With improved production of sugarcane, India's ethanol production capacity may increase to over 375-400 crore litres, said the Indian Sugar Mills Association of India (ISMA), the apex sugar industry body in the country, on Monday.
The production capacity of ethanol in the country will be more than double of 710 crore litres contracted by the manufacuturers/sugar mills with oil marketing companies (OMCs) for ethanol blending programme (EBP) in the ongoing season 2019-20 (Dec-Nov).
However, the Government of India is targeting an ethanol production and supply target of 300-350 crore litres in 2020-21, and achieve 7.5-8 per cent ethanol blend levels with petrol, the ISMA said in a statement.
"As laid down in the National Biofuels Policy, 2018, the government intends to achieve ethanol with petrol blend levels of 10 per cent by 2022 and 20 per cent by 2030, and therefore, efforts are being made to achieve the targets," the statement said.
Against this, 92.5 crore litres of ethanol have already been supplied to the OMCs between December 1 2019 and June 22, 2020, achieving an average all-India blending of 5.09 per cent with petrol. The blending levels achieved in some states like UP, Haryana, Punjab, Uttarakhand, Bihar and Karnataka is much higher at 8.5 per cent to 9.8 per cent with petrol.
B-heavy molasses and sugarcane juice have been diverted away from sugar, to manufacture and supply 58 crore litres of ethanol to OMCs from in the current ESY up to June 20. As per the contracts entered into by the sugar mills across the country, another 23 crore litres of ethanol will be manufactured from B-molasses and cane juice for supply in the balance period up to November 30, 2020.
This use of B-molasses and cane juice in production of ethanol, and not for sugar production, will result in a diversion of sugar of around 8 lakh tonnes, the ISMA said.
The diversion will not only reduce surplus sugar availability in the country, but also reduce the carrying costs for the sugar mills. It will also give better returns to the mills because ethanol prices fixed by the government are more remunerative than sugar currently, besides giving them better cash flows because of immediate sale of ethanol as compared to delays in the sale of sugar, which could be stuck in the godowns for more than 10-12 months.

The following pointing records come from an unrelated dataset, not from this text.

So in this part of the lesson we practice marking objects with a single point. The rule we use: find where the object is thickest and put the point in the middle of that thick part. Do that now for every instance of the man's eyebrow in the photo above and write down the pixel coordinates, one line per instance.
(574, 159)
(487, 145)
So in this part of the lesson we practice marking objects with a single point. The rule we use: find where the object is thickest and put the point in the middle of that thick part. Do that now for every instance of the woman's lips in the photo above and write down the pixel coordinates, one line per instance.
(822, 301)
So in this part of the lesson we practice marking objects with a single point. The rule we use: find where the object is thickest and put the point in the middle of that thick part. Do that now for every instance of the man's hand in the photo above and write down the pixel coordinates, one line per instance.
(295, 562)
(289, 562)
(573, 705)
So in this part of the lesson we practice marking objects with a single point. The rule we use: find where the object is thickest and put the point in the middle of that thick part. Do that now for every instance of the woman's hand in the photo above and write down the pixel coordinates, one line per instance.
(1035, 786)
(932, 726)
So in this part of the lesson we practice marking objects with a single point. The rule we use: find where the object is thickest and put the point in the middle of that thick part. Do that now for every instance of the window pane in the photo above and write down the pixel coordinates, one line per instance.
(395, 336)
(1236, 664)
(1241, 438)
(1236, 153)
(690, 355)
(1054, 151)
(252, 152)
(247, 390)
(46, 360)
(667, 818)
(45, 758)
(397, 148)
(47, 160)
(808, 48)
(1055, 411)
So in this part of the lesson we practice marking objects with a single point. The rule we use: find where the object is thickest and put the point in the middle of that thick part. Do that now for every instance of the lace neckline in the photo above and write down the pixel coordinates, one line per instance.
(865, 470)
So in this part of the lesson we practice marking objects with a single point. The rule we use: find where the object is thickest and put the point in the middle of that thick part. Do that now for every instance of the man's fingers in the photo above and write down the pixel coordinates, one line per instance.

Despite the fall in petrol consumption/sales during the lockdown period, the supplies of ethanol were not too badly affected, and sugar mills have been able to supply as per the contracts during the lockdown too, said ISMA.
Accordingly, the blend levels have been maintained at an all-India average of 5 per cent for the country. This could happen because of the good understanding and cooperation between the OMCs and the sugar mills/ethanol manufacturers, when they together agreed to relocate ethanol supplies from depots that were full to other depots and even to distant states, where there was hardly any ethanol being supplied, and therefore there was tankage capacity to take the reallocated ethanol supplies, said the statement.